À la lumière de ces feuillets, on peut se demander si, en un siècle, le gibier a considérablement diminué dans le Midi. Le lièvre se fait plus rare ; par contre, le lapin, débordant le delta du Rhône où il pullulait, s’est glissé dans toutes les chasses et constitue le morceau de résistance, sinon de choix. La perdrix rouge, malgré tous ses ennemis, s’accroche à nos sèches collines et ne tend à disparaître que dans les coins où l’affût règne en maître. Réapparition du sanglier après une éclipse quasi totale.

Le gibier migrateur paraît en meilleure posture, surtout pour les espèces aquatiques. Malgré la multitude de chasseurs, nos visiteurs emplumés trouvent en Camargue un immense et sûr asile : l’étang du Vaccarès, devenu parc national. À côté de cela, les plus grands domaines, sérieusement gardés, maintiennent l’abondance de canards et sarcelles. Chaque vague de froid permet de réaliser des tableaux magnifiques et variés.

Vous vous plaignez du manque de bécasses ! Consolez-vous : il y a cent ans, la divine mordorée n’était point très commune. La chasse à la bécasse devrait s’appeler la chasse à la patience, surtout dans notre province, où on en voit si peu. Tuez une bécasse et vous rentrerez au logis satisfait !

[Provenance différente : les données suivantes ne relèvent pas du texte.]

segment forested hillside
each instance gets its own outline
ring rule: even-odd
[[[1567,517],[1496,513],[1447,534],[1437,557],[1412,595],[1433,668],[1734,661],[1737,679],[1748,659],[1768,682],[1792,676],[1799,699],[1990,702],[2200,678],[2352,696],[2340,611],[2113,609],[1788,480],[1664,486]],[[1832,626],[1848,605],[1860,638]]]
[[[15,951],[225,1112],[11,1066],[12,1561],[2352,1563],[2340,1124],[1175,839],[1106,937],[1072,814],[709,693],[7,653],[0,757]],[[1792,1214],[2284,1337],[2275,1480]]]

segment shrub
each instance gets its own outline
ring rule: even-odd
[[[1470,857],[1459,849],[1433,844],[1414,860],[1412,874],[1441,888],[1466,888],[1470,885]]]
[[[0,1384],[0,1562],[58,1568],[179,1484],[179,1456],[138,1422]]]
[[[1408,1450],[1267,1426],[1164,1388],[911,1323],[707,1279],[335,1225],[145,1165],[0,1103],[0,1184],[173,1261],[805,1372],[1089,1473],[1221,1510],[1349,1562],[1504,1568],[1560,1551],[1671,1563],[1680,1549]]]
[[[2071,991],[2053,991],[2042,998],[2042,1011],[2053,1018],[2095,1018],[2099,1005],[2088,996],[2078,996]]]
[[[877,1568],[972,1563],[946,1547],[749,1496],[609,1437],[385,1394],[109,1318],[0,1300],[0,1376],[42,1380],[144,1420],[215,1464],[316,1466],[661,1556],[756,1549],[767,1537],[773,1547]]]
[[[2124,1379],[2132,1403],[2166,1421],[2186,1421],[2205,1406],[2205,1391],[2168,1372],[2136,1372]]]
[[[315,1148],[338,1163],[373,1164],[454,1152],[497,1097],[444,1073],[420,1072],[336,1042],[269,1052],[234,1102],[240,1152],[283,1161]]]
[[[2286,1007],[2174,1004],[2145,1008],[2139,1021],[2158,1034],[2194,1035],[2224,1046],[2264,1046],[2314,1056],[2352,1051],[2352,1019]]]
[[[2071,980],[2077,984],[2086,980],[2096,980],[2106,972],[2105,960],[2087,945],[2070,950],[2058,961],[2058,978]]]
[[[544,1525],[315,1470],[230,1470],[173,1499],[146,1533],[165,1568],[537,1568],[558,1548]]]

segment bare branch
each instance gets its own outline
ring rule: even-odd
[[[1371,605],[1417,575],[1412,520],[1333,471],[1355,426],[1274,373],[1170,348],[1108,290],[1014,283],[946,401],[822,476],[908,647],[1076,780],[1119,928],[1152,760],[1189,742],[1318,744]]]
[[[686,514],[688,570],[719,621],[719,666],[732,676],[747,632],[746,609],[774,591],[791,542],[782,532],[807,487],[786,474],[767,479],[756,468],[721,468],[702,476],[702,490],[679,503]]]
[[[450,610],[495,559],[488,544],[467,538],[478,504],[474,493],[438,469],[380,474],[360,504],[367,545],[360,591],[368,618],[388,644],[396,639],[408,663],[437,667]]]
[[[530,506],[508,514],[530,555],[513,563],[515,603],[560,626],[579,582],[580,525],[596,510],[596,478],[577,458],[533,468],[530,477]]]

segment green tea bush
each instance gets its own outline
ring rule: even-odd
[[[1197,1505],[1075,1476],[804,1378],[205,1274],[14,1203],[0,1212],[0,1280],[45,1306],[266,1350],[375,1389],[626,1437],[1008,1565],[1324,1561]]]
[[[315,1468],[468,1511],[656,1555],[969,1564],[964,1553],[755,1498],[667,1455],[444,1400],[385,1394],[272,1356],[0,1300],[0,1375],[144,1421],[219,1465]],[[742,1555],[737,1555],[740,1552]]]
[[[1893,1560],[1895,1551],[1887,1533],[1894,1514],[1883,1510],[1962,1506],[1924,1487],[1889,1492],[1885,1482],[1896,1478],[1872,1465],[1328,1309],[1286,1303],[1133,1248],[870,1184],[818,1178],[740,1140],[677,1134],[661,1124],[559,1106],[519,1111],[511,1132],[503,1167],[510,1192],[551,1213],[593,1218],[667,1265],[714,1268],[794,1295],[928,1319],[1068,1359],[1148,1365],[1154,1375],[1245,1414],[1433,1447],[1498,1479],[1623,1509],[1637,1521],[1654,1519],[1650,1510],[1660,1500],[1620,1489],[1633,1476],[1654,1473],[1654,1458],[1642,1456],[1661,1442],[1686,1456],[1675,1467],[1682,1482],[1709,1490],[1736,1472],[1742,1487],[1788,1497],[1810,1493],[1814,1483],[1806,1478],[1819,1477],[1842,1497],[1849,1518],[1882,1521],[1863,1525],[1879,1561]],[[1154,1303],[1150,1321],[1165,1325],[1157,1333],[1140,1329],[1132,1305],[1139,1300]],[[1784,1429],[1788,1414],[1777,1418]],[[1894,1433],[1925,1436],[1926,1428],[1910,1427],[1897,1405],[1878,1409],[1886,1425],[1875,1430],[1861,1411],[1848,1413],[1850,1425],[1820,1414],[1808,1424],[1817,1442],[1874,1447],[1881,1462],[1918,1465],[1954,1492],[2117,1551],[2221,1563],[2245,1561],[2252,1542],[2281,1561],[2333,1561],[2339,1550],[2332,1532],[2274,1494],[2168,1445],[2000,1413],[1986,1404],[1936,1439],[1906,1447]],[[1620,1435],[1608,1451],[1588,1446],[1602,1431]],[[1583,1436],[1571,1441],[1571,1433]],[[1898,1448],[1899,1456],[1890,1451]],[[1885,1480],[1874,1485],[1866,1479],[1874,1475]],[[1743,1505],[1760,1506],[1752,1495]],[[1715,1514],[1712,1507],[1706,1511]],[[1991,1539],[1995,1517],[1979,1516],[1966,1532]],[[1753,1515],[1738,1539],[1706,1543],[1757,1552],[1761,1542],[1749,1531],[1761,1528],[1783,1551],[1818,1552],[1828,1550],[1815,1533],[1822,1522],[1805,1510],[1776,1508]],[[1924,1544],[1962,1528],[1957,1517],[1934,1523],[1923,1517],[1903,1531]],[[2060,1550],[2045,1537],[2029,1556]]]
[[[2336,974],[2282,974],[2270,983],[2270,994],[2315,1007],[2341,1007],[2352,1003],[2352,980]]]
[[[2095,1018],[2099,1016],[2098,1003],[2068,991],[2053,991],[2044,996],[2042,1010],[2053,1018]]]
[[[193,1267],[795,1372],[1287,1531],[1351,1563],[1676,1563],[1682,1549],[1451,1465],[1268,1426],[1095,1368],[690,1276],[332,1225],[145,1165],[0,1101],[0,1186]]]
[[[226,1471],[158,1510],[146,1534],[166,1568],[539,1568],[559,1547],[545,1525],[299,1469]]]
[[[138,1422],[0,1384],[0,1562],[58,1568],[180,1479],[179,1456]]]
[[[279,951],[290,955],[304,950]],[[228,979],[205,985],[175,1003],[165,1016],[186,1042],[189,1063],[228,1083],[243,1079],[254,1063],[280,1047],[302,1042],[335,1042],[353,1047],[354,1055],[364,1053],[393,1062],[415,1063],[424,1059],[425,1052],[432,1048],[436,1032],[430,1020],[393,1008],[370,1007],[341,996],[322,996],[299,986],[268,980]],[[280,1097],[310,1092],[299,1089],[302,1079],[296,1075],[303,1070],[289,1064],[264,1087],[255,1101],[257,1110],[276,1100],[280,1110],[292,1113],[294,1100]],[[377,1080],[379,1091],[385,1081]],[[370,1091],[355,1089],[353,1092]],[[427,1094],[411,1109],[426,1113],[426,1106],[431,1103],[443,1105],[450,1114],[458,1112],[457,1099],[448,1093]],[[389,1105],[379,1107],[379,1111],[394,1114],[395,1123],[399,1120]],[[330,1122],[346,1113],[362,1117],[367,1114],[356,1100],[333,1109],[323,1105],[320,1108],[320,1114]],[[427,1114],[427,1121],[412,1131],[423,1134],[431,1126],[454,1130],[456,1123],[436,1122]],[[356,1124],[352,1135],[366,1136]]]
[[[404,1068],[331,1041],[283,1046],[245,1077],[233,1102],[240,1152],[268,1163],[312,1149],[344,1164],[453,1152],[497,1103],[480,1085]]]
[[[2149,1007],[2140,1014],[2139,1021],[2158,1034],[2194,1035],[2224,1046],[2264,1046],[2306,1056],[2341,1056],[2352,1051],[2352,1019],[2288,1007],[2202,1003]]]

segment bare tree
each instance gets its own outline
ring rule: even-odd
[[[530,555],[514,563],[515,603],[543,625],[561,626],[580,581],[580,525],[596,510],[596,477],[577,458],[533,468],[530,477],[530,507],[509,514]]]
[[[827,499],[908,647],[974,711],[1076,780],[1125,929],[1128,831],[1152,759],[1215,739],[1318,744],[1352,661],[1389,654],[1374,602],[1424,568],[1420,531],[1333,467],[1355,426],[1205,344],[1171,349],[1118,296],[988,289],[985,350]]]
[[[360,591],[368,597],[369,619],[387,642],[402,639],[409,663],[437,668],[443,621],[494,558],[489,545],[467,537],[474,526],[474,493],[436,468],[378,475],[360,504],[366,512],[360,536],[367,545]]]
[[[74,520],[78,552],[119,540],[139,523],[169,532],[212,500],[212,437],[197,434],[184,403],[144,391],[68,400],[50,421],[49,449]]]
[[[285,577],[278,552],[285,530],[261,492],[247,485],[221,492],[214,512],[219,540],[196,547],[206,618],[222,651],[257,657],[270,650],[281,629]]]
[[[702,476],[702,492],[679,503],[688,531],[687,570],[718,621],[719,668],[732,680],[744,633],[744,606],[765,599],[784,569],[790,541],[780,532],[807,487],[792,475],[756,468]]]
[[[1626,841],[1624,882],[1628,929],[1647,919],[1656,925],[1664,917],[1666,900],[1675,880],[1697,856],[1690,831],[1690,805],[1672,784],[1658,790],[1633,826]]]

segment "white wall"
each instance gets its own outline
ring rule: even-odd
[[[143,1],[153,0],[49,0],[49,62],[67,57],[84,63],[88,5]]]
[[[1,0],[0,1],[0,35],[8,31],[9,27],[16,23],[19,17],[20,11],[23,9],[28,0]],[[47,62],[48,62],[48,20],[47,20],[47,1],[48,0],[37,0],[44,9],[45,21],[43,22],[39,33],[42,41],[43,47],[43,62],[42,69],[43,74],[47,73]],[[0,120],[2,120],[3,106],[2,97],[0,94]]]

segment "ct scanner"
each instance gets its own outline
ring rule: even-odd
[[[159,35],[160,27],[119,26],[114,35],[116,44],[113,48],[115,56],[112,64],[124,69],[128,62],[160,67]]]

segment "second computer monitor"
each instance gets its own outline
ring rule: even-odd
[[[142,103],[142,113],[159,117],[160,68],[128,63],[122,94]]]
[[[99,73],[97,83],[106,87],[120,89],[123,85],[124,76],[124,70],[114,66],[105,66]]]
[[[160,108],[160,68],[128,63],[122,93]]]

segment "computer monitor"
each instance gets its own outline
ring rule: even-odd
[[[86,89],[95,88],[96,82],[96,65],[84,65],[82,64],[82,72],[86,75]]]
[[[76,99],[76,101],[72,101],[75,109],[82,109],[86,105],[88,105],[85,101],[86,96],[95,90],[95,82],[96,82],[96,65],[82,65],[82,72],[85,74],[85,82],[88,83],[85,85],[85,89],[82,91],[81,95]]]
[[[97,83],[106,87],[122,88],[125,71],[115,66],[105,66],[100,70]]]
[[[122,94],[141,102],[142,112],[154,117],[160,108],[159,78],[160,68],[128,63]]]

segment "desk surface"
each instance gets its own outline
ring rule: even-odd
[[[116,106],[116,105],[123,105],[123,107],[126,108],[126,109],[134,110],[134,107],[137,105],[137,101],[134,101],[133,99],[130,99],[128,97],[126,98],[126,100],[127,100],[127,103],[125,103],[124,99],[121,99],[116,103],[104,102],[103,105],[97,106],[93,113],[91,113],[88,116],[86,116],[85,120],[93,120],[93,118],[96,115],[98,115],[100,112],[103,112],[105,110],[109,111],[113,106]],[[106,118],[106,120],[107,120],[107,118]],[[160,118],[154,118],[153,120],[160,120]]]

La valeur culinaire des charmantes cailles est peut-être cause de leur rareté actuelle. Cette diminution n’étonnera personne, car, à côté des destructions massives opérées en Afrique, il y avait cette chasse de printemps et d’été qui ne devait pas être l’apanage de l’auteur : « Au printemps et pendant l’époque des couvées, le perdreau est sacré pour moi ; je ne tue que la caille, qui n’est jamais qu’un oiseau de passage, et le lapin dans des pays où cet animal destructeur abonde. »

Voulez-vous maintenant un aperçu des différentes lois sur la chasse à travers l’histoire, dont la première date, paraît-il, est de 440 ? ... Charlemagne défend aux ecclésiastiques d’aller à la chasse. Gontran, duc de Bourgogne, fit tuer son chambellan qui avait abattu un buffle dans ses forêts. Sous Louis XI, les délits de chasse sont punis de mort. François 1er, plus humain, n’applique cette peine qu’en cas de récidive. Charles IX revint à la peine de mort et publia un édit obligeant les paysans à ne mener dans les champs que les chiens ayant le jarret coupé. Louis XIV abolit la peine capitale, et l’Assemblée Nationale donne à tous les propriétaires le droit de chasse. Sous Napoléon 1er, le prix du permis fut fixé à 30 francs, réduit à 15 francs sous Louis XVIII et porté à 25 francs sous Louis-Philippe.

Chasseurs, mes frères, estimons-nous heureux qu’il n’ait pas suivi la hausse générale découlant de la dévaluation du franc !

A. ROCHE.

(1) Voir Chasseur Français d’octobre 1941.